At the company’s Malta, Ill., research facility, frosted glass keeps the automation group’s work secret, but Judd Maxwell, Syngenta’s head of North American Corn Product Placement, says the company is solving some of the technical problems involved in moving data quicker.
Planting many different lines of plants in a field used to involve people sitting on a planter, keeping track of samples and feeding them into a planting system. Now, automation using bar codes and precise planting technology allow research plots to be planted with fewer people.

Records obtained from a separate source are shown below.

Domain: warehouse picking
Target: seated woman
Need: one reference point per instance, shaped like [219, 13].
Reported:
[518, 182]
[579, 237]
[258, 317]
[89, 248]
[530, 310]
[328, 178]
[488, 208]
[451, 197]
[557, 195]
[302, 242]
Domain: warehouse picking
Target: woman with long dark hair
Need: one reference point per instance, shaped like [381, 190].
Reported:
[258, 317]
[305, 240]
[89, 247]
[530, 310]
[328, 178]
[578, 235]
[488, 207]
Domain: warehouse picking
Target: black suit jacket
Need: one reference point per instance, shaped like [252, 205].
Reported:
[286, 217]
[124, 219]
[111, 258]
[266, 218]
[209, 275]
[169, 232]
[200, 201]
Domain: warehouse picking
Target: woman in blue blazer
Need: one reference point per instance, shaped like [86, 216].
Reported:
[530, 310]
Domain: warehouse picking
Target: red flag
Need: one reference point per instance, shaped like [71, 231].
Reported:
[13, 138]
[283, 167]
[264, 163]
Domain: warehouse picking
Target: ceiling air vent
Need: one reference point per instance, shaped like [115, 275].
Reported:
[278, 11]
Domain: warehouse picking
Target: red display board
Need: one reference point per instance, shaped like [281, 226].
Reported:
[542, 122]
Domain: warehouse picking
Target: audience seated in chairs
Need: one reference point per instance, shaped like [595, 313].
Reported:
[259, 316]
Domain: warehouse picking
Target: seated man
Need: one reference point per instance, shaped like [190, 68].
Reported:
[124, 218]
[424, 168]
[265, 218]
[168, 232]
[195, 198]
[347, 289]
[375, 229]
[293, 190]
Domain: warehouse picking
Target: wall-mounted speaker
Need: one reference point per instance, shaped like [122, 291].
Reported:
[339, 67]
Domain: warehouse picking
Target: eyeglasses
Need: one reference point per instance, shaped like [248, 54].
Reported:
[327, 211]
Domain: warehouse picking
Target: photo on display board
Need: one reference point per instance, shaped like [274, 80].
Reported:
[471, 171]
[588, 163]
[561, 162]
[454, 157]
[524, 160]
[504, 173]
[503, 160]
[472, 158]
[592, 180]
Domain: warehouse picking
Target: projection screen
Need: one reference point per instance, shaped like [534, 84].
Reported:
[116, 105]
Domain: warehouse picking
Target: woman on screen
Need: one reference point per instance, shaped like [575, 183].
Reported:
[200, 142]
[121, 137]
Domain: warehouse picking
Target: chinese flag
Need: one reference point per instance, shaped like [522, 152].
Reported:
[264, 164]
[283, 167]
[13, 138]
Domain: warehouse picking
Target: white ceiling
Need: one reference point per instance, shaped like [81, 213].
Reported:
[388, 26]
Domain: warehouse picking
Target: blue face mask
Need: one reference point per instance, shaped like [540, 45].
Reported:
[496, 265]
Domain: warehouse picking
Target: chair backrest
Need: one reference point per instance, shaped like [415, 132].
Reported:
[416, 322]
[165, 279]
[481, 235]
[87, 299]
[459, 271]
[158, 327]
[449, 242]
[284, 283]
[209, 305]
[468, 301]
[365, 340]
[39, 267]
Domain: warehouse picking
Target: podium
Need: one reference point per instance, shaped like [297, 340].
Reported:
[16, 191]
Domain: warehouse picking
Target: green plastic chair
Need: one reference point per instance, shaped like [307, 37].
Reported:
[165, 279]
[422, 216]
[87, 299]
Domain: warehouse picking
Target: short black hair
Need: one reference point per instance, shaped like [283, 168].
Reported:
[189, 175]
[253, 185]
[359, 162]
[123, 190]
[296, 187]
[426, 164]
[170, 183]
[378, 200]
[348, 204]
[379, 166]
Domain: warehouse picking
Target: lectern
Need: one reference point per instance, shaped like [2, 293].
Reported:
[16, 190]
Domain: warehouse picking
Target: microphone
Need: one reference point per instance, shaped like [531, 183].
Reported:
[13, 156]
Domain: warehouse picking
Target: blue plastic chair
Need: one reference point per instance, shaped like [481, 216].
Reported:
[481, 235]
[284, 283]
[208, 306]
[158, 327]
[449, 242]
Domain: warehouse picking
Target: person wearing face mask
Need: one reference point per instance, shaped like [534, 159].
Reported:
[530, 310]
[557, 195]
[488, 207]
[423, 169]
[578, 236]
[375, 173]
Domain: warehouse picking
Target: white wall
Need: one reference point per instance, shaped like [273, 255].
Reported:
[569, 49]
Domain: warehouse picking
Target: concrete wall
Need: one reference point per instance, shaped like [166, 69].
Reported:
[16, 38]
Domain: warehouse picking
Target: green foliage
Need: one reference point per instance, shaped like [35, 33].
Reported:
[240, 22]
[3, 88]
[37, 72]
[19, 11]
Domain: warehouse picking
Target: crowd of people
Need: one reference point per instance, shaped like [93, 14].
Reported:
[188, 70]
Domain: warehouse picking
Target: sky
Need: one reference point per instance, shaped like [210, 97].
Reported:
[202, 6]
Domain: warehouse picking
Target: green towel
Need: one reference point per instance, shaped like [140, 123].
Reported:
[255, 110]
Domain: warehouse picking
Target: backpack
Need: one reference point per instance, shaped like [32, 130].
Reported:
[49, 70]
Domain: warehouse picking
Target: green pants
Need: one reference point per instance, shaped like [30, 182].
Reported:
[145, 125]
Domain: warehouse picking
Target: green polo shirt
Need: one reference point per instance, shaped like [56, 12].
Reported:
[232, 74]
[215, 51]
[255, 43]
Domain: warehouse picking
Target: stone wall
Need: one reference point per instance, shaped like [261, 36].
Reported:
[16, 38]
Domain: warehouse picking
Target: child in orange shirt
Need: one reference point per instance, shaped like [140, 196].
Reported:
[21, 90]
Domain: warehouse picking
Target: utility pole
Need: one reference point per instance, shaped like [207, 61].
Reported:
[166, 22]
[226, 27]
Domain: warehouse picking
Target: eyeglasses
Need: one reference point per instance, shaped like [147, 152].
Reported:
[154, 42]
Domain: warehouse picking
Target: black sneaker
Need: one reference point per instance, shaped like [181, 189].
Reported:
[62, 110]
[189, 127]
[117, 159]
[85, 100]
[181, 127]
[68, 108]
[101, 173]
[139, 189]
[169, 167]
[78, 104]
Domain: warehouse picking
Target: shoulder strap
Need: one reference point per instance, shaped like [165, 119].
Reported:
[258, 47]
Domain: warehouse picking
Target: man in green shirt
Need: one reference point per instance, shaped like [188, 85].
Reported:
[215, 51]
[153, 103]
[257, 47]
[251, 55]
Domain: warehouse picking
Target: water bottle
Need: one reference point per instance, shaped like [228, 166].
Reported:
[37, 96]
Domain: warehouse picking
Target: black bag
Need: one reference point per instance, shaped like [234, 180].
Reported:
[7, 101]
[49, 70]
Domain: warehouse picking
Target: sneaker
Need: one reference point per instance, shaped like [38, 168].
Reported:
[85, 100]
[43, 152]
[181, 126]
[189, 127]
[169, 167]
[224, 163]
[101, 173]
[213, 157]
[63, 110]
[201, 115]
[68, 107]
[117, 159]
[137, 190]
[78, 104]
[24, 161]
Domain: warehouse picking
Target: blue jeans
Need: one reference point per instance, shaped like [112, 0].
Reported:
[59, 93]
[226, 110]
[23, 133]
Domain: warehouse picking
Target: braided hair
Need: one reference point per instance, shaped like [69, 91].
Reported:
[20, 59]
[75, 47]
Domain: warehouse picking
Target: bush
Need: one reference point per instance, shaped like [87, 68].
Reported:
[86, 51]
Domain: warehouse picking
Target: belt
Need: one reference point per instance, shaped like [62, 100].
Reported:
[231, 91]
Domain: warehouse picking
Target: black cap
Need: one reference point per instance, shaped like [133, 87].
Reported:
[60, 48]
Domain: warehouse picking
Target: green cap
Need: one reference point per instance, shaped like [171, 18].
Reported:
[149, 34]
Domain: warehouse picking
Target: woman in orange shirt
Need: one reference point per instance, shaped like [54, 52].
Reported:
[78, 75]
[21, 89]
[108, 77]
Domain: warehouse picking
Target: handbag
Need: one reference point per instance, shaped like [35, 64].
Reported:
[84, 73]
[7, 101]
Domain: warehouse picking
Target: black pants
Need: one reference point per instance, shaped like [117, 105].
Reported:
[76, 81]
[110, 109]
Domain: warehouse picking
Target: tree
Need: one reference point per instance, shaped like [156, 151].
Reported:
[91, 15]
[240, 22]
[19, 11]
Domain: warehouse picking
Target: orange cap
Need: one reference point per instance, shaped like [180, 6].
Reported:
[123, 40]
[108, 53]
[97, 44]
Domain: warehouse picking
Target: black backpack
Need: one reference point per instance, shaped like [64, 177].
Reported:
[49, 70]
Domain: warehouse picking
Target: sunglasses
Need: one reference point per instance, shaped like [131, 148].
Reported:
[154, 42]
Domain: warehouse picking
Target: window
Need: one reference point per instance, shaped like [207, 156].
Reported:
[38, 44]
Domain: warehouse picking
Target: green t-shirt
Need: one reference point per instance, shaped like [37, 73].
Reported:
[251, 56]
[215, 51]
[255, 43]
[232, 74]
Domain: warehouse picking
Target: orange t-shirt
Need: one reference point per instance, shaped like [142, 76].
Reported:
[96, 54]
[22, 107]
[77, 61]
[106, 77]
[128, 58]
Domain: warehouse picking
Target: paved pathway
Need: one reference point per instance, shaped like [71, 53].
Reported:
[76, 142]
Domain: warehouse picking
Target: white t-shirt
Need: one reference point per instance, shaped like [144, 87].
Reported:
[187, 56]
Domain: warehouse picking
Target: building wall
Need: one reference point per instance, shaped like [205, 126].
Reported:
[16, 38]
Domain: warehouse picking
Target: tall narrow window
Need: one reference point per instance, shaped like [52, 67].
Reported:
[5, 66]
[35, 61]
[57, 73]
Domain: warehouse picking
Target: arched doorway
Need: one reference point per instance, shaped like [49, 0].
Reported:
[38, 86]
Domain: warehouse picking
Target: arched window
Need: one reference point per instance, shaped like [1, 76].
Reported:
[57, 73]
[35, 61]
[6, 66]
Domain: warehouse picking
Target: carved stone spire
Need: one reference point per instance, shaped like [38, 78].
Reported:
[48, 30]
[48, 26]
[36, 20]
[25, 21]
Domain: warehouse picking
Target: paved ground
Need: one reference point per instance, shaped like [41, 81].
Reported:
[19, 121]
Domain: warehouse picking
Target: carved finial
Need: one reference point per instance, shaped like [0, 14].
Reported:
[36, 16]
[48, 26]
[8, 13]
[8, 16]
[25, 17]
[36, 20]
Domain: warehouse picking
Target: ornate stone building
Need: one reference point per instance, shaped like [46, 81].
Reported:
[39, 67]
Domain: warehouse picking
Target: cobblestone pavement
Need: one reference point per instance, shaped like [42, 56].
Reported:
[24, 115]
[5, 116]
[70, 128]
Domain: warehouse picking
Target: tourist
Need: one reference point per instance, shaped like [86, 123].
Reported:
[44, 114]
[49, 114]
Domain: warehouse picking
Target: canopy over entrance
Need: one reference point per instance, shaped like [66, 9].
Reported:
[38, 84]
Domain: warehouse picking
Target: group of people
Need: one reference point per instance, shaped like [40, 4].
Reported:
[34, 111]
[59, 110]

The group uses 3D printing to test concepts. During a recent tour of the research facility, Maxwell showed a 3D printed concept of the Stock Crusher, a combine header add-on that tests the strength of stalks, which is important to evaluate standability.
A mix of sensors and a mechanical part pulls the stalk in and crushes it, dramatically reducing the amount of work involved in measuring stalk strength.
“So at every stalk, we’re actually able to measure kind of the rind strength of that stock, and that really can help us focus in on which hybrids have stronger stalk strength for us,” says Maxwell.
Previously, people would go into fields after plots had rotted or stalks had lodged, record data and do counts.
“We would see that data, and we’d only get that very sporadically, and it cost us a lot, because we’d have to take armies of people out there to collect all that data.”
The Malta site is closer to the farmer end of research for the company, says Tim Kelliher, head of crop trait and technology discovery for field crops at Syngenta Seeds.
Kelliher works at the Syngenta Seeds Research and Development Centre of Excellence near Raleigh-Durham in North Carolina, where 500 people work on advanced seed research. The company has a similar site in China. Syngenta is owned by ChemChina.
Kelliher often has to communicate with colleagues in China in the off-hours in the United States.
“It’s really fantastic to be able to have that kind of 24 hours of innovation, and to have a tremendous talent base, both in China and in the U.S.”
Kelliher works in discovery research. He says discovery to planting in a farmer’s field can take 10 to 15 years.
“You can think of it as a broadening, an opening funnel, because we have to, once we discover something that’s really good, we’ve got to be able to deploy that or bring it to all of the different varieties.”
Maxwell’s job is to funnel the potentially millions of genetic options to individual soybean varieties and corn hybrids that sell. That’s the type of work done at the Malta research facility, using new technology to make genetic selection quicker and more accurate.
“The interface between these groups and the speed and precision at which we can discover something new and deploy it into those varieties that we’re focusing on is, actually, is one of the biggest challenges in the industry,” says Kelliher.